Ta personnalité, ton parcours ?

J’ai 54 ans. Je suis l’heureux père de deux merveilleux grands enfants. J’habite et travaille au centre-ville de Marseille. Mon parcours est assez protéiforme. Ma carrière professionnelle a débuté dans la presse locale en tant que rédacteur. Localier à la pige, je travaillais à la demande sur des papiers de proximité pour un titre qui n’existe plus, un des ancêtres de La Provence. Il n’était pas question de viser le Pulitzer mais ça m’a appris à m’emparer de sujets très divers pour essayer de les rendre accessibles. Ça m’a également permis de croiser des gens de tous milieux, de toutes origines et développer mon goût pour les rencontres. J’ai ensuite fait un passage en agences de com en Afrique de l’Ouest avant de m’embarquer, à mon retour d’Abidjan, sur les chemins escarpés du montage de projets culturels.

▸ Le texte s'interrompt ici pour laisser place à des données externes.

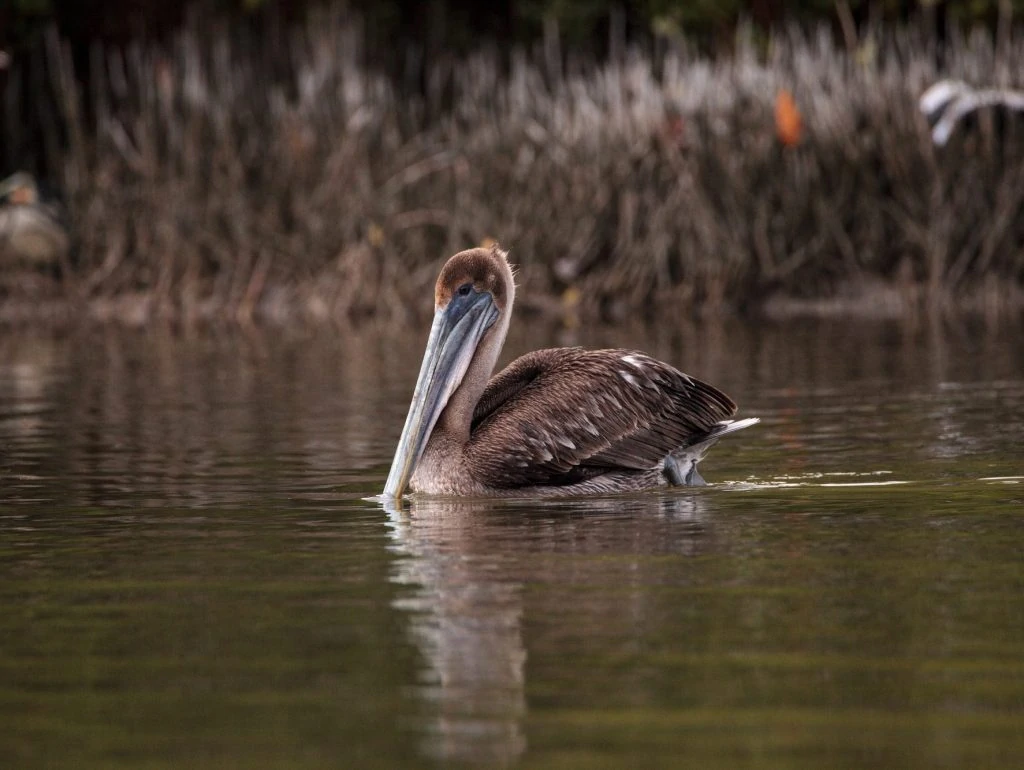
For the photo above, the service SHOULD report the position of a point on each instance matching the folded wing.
(564, 415)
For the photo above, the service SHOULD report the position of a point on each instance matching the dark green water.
(189, 575)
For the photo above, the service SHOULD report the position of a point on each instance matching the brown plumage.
(556, 422)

C’était à la fin des années 90. Avec Béatrice et Laurence, mes deux acolytes, j’ai essentiellement travaillé au développement du festival Marsatac. Pendant 20 ans je me suis occupé de la programmation, des contenus divers et des projets associés au festival. Une aventure qui m’aura construit et marqué de manière indélébile. Depuis, j’ai travaillé pour la Banque Alimentaire à la création d’un chantier d’insertion ; « Les Marmites Solidaires », un atelier de transformation de fruits et légumes situé dans le MIN des Arnavaux. J’ai ensuite brièvement coordonné quelques projets pour La Croix Rouge. Et puis me voilà de retour dans le milieu des arts et de la culture puisque je dirige depuis 18 mois le Théâtre de l’Œuvre dans le quartier de Belsunce. Un très ancien établissement, un peu endormi pendant quelques décennies, devenu Tiers Lieu Culturel en 2017 à sa réouverture et auquel nous essayons de redonner désormais une nouvelle dynamique. C’est un endroit qui me correspond bien, à la croisée de préoccupations sociales et de problématiques culturelles, un joli challenge à relever.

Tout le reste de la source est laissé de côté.